Age-related Dynamics of CD8⁺ regulatory T cells: Implications of NKG2D in Immune Aging

Aging is a complex biological process that impacts various physiological functions, including the immune system. Our study investigated the impact of aging on CD8⁺ regulatory T cells(CD8⁺Treg), which showed a pattern of initial increase up to 12 months, then a decline by 24 months in a C57BL/6 mouse model, unlike memory T cells, which consistently increase with age. Functionally, CD8⁺Treg, irrespective of age, did not produce cytokines in response to TCR stimulation, highlighting a stark functional contrast with memory cells. However, upon IL-15 stimulation, CD8⁺Tregs, unlike their memory cell counterparts, demonstrated enhanced cytokine production. Transcriptomic analysis revealed an abundance of Klrk1 (killer cell lectin-like receptor subfamily K member 1)gene transcripts in aging CD8⁺Tregs. Klrk1 gene encodes Natural Killer Group2 Member D (NKG2D), an activating receptor NK cells express.
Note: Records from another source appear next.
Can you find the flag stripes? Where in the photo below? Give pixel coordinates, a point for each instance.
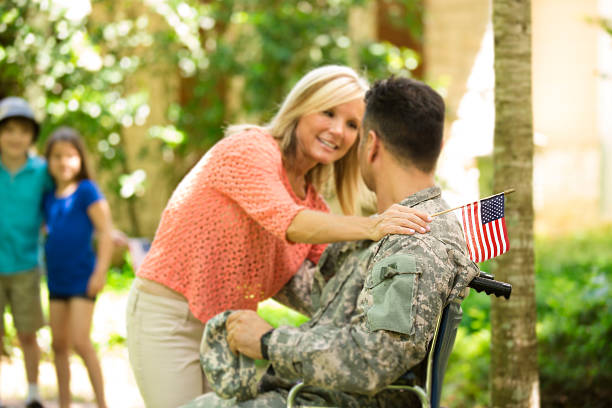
(484, 228)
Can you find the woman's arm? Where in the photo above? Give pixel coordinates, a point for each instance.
(99, 213)
(317, 227)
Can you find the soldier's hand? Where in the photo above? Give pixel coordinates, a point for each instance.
(244, 331)
(399, 219)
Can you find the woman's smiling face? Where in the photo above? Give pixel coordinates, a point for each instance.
(326, 136)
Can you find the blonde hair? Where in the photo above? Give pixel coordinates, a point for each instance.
(318, 90)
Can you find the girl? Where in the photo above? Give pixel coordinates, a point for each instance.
(75, 274)
(240, 224)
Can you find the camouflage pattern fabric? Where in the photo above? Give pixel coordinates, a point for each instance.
(229, 375)
(375, 308)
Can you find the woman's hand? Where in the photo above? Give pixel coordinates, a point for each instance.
(244, 331)
(399, 219)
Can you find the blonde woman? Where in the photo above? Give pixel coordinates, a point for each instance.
(241, 223)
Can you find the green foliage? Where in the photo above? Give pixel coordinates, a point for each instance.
(574, 302)
(279, 315)
(119, 278)
(236, 59)
(575, 324)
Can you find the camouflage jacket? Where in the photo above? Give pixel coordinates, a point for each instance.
(374, 309)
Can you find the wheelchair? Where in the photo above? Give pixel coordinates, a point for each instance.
(439, 350)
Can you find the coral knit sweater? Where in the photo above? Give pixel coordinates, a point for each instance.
(221, 239)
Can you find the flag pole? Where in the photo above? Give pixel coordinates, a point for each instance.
(456, 208)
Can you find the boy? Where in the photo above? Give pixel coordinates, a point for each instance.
(23, 180)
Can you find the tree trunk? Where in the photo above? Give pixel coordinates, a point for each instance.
(514, 364)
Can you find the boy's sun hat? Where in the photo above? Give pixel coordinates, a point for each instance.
(16, 107)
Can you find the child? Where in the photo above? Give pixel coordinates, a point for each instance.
(75, 274)
(23, 180)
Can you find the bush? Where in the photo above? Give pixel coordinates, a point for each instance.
(574, 306)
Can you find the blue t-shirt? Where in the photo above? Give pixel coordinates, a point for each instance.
(69, 252)
(21, 196)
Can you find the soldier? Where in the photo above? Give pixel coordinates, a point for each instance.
(374, 305)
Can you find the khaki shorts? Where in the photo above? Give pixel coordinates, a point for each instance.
(22, 292)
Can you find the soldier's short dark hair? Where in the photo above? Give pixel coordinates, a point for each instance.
(408, 116)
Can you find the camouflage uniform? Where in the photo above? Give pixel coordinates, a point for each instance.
(375, 310)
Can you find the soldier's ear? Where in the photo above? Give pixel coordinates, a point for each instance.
(372, 146)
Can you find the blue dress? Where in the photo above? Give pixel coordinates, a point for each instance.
(69, 251)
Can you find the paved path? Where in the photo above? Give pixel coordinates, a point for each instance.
(121, 390)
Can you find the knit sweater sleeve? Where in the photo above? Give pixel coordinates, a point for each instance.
(248, 169)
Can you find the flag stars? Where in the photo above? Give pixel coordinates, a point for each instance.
(492, 208)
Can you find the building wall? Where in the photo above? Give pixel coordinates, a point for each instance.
(567, 176)
(571, 167)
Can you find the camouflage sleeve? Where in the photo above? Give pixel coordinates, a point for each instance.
(296, 294)
(375, 348)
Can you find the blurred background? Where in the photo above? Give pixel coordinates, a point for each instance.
(151, 84)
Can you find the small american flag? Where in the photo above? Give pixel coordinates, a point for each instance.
(484, 227)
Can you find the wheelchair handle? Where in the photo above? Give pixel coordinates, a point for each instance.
(485, 282)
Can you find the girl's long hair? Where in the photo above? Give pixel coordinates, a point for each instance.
(70, 135)
(320, 89)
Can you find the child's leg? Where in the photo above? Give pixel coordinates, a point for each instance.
(24, 298)
(81, 313)
(59, 315)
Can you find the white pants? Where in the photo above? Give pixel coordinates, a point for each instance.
(163, 339)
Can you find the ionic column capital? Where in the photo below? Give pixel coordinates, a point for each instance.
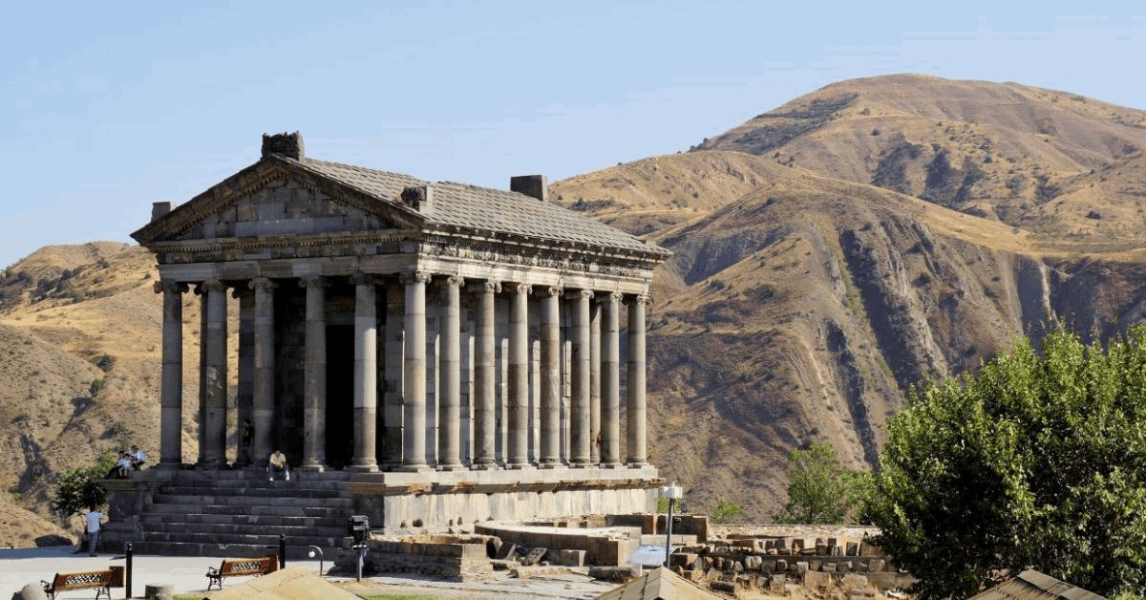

This upregulation was specific to CD8⁺CD122^hiLy49⁺ and absent in CD8⁺CD122^hiLy49^-. To explore this correlation further, we utilized a Klrk1^-/- mouse and observed an increased CD8⁺Treg population, suggesting a potential negative regulatory role of NKG2D in CD8⁺Treg homeostasis. Transcriptome analysis of Klrk1^-/- CD8⁺Tregs showed enrichment of aging-related gene signatures, further corroborating the link between NKG2D and the aging process. Our findings suggest NKG2D's involvement in aging and immune dysfunction, providing avenues for intervention in the elderly.